Guelph-based Agricorp, a crown corporation, insurers Ontario farmers for production losses and yield reductions, among other things. Agricorp production insurance “compensates crop farmers for lower yield due to adverse weather, wildlife, pest infestation or disease,” Lysyk wrote.

“Farmers are not required to provide independent documentation, such as sales invoices and purchase receipts, to support the information they report to Agricorp,” Lysyk noted. “Overpayments occur due to incorrect and misleading information from farmers, which Agricorp often does not verify.”

In 2015, Agricorp’s audit group “found that a farmer under-reported his soybean and corn yield in his 2011 and 2013 production insurance claims by including a portion of his yield in his wife’s name,” Lysyk wrote. “The 2011 soybean claim amounted to $76,000 while the 2013 corn claim was for $45,000. Agricorp clawed back the entire 2011 claim, which had already been paid out, and denied the 2013 claim, which was being processed during the audit.”

Agricorp’s production insurance payments “are based on information reported by farmers themselves, but farmers are not required to provide documentation to support income, expense, and other financial information they report,” Lysyk found, adding the insurer “generally does not validate the information from farmers.”

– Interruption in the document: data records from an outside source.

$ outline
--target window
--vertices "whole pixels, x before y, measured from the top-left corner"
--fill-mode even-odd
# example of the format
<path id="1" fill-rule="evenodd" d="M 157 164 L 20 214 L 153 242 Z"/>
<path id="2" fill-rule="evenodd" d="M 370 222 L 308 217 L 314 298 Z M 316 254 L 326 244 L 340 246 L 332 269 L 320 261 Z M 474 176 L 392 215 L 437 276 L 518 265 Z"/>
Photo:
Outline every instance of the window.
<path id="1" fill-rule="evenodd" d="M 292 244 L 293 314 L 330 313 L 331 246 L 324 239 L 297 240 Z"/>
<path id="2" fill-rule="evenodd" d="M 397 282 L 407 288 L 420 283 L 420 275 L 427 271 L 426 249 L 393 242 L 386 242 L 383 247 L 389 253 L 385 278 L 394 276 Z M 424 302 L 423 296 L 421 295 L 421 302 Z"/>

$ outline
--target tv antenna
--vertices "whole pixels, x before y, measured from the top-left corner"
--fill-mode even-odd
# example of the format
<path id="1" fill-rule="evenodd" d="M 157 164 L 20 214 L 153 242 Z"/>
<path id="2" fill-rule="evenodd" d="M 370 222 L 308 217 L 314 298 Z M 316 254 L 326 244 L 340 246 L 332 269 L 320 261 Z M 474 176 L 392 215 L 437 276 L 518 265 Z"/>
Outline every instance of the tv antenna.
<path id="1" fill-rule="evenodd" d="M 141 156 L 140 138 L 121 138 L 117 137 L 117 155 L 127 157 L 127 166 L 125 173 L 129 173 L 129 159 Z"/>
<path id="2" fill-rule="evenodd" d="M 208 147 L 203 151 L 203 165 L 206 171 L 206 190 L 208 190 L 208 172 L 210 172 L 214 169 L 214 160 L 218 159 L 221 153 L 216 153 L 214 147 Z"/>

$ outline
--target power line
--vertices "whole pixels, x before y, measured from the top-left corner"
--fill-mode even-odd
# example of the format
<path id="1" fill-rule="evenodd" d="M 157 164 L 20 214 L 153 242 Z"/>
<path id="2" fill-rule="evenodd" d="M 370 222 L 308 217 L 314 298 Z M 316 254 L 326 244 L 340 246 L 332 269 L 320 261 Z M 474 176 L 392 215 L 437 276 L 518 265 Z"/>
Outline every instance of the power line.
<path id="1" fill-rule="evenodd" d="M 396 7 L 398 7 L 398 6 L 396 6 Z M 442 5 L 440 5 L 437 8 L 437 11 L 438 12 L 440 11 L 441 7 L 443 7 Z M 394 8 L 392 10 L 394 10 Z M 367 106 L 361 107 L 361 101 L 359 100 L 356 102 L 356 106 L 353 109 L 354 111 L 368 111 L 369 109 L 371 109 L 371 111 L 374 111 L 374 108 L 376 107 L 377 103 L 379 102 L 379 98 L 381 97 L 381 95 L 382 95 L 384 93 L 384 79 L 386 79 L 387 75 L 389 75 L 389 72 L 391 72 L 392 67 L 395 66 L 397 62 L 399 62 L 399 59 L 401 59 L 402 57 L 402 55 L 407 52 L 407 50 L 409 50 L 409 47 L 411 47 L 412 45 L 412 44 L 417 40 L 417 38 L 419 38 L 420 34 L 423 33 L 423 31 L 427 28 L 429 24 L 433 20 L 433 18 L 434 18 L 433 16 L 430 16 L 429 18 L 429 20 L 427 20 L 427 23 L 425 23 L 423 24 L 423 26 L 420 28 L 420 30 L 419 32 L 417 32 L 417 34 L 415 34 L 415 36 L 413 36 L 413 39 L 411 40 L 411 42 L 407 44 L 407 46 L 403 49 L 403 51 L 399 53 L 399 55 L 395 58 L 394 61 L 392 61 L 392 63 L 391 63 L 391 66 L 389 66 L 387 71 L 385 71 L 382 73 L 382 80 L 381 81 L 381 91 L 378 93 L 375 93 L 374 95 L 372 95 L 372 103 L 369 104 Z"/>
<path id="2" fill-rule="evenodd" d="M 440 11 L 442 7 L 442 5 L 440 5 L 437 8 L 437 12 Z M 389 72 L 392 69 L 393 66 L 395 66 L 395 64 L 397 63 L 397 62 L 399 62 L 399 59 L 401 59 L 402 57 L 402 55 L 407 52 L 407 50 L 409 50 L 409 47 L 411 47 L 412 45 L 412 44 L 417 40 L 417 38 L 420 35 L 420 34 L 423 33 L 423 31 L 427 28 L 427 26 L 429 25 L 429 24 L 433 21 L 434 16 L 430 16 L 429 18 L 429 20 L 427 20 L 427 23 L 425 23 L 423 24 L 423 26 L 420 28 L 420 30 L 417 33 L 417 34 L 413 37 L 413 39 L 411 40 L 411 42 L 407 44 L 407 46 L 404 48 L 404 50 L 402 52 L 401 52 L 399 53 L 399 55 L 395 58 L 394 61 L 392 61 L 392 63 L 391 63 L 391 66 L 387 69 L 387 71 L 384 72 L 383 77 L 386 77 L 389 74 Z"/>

In nearly a third (31%) of 560 audits of Agricorp from 2013 through this year, government staff found “farmers were either overpaid or underpaid by a total of $5.6 million.”

Lysyk recommends that with “high risk” applications, Agricorp should be asking farmers for source documentation. She also recommends the insurer “explicitly identify the circumstances when a farm visit is necessary to further validate the information reported by farmers, and track the results of such farm visits.”

The provincial auditor also raised a flag about Agricorp’s tech expenses. The insurer is spending an increasing amount of money maintaining its computers, Lysyk observed.

About one in five dollars spent by Agricorp in 2007 went to maintaining information its technology system, but now Agricorp spends nearly a third on IT maintenance, plus the insurer uses more than 30 systems to administer programs, Lysyk wrote in her annual report. One of Agricorp’s “main” systems is 25 years old and another is more than 10 years old, she added.

“In the last five years, there have been 31 system-related errors that resulted in farmers either receiving incorrect information about their program participation, or incorrect payments totalling over $2.7 million.”

Ontario farmers face two broad categories of risk that affect profitability. One is that production could drop below normal because of bad weather, disease or pests. The other is price fluctuations in both the goods and services farmers need to buy for their farms and in the agricultural products that they sell.